You went to Libertyville High School in the northern Chicago suburbs. How did you like it?
On the one hand, it was a lovely, bucolic suburb with plenty of grassy fields to run around and play football in. On the other hand, one morning there was a noose in my family's garage. A mixed bag.
That leaves an impression.
It certainly does. And you wonder why the music's loud.
I'm impressed with your recession-level ticket prices -- $15! -- of your West Coast tour.
We try to keep the tickets for the "Justice Tour" to the people's price. This tour grew out of shows I hosted at the Hotel Café over the last few years. They're shows that are completely outside of the mainstream of how business is usually done in the music industry. I text the artists on my BlackBerry and ask them to play. One hundred percent of the proceeds go to homeless advocacy. The artists not only perform at the shows but are invited to participate at the homeless shelters as well.
It's very exciting that Slash is coming out for the L.A. date.
Slash has often played at these benefit shows. He's been a great supporter of the gigs I've put on. The whole underpinning notion of this is to bail out people, not banks. You've got these robber barons on Wall Street somehow profiting from destroying the economic infrastructure of the country and plunging so many people into poverty. And it's time to fight back.

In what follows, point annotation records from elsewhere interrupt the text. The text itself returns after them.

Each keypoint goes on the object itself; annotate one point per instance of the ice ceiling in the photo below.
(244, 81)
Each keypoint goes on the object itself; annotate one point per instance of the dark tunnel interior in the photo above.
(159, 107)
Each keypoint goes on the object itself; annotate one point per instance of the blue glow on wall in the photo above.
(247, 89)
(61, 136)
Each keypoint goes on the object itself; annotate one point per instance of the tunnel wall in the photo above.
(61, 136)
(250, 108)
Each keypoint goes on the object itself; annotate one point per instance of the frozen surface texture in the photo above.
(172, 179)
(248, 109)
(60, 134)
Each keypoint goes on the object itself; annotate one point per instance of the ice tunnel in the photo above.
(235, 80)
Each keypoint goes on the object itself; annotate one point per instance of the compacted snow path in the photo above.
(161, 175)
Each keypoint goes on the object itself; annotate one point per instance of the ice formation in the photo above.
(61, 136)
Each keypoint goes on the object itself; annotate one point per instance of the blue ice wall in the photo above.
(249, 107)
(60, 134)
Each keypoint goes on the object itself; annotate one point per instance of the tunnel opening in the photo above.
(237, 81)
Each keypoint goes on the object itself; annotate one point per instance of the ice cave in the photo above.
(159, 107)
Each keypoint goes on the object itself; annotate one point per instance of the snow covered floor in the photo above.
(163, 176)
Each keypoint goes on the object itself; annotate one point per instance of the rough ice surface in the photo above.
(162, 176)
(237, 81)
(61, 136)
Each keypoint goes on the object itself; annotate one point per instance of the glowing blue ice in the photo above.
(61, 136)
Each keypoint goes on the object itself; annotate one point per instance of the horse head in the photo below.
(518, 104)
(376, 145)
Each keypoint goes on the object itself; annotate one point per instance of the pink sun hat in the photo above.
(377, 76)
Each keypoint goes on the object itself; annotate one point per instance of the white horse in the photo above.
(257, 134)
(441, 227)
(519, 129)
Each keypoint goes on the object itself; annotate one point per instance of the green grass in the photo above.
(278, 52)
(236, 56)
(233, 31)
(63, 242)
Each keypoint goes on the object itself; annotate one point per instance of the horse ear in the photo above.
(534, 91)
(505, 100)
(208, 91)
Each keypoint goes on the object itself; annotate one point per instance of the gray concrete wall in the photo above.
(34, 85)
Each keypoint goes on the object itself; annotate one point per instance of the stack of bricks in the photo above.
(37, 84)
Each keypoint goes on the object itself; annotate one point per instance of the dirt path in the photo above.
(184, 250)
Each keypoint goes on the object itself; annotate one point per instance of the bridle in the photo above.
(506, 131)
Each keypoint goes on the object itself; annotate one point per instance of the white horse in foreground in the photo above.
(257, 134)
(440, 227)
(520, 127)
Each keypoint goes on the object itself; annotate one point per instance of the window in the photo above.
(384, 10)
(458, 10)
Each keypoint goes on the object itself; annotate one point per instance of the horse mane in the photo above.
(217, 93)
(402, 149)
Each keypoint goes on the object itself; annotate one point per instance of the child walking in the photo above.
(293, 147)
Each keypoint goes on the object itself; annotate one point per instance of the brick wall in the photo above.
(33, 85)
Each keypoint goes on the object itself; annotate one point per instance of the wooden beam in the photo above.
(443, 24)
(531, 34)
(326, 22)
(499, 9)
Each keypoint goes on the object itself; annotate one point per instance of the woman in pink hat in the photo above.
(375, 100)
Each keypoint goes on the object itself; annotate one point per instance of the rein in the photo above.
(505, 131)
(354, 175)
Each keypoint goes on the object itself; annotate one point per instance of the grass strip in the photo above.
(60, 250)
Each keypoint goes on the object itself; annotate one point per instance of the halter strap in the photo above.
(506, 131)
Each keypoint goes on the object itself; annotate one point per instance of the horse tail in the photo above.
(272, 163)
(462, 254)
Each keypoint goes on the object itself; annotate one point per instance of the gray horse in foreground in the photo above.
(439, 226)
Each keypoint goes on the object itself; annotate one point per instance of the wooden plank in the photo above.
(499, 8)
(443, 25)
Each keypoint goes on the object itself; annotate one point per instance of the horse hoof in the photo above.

They're saying we need a third bailout now.
It does appear to be the greatest crime -- certainly the greatest financial crime -- in history. So there's a two-pronged attack: one is we rock seriously at these shows and help some people. And second, we head to Wall Street with pitchforks and torches.
Have you been to New York in the last six months? The robber barons are still in place, but all the junior robber barons have been kicked to the curb.
I haven't. Well, this doesn't mean the captain's going to give up the thread count in his private suites. But it does mean his servants may go without.
Where do you get your news?
I read the New York Times every day. Then there's some great online sources. I have a nonprofit organization called Axis of Justice. We have our own alternative news service.
Not on a daily basis. I'll check the sports ticker on ESPN.
Is it hard being anti-corporate and a sports fan?
Oh, the various contradictions rest pretty easily in me.
Are you more excited to pay your taxes this year? Or less?
I wouldn't say I was more excited to pay for the Iraq war! But it has less to do with excitement as whether or not you're willing to take the gloves off and fight for social justice.
Do people have a hard time with your double and triple musical life? I feel like at first people didn't know what to make of Kristin Hersh when she bifurcated her folk and rock lives.
Maybe. I don't dwell on that. I always just try to follow my muse. Over the course of the last few years, it's been clear to me I wanted to play, for lack of a better term, political folk music in the guise of the Nightwatchman. Now I have Street Sweeper -- going on tour with Jane's Addiction and Nine Inch Nails -- and it's one of the heaviest rocking things I've been a part of.
Everyone gets soft as they get older, but you are the exception.
Well, there's a Joe Strummer lyric, from the Clash's "Clampdown." In it, he's saying, "You grow up and you calm down." I listened to that as a teenager and I thought: That's never going to be me.
Are you a strict music purchaser? Do you file share?
This is where my technical limitations hamper me. I would love to know how to get music for free on the Internet, but I don't. So I guess I'll spend 99 cents a song.
How have you thought about communicating with fans in this digital age?
There's a whole secret world of digital communication that I am wholly blind to. I have enough trouble changing the batteries in my effects pedal. I had dinner with friends the other night and they were talking about Tweeting, and it was like teaching a dog to drive a car. I understand that people do it. Somehow we got along before Twittering, and we may get along after Twittering.
People are so desperate to sell records that they think they have to do anything.
It's hard to say. There's no real new model. One of the things that -- I won't say I necessarily subscribe to this -- but one of the things I enjoyed about bands growing up was there was a sense of mystique about them. I didn't know what they were eating in catering at their gig every day as they Twittered it to me. Maybe there's something to be said about that.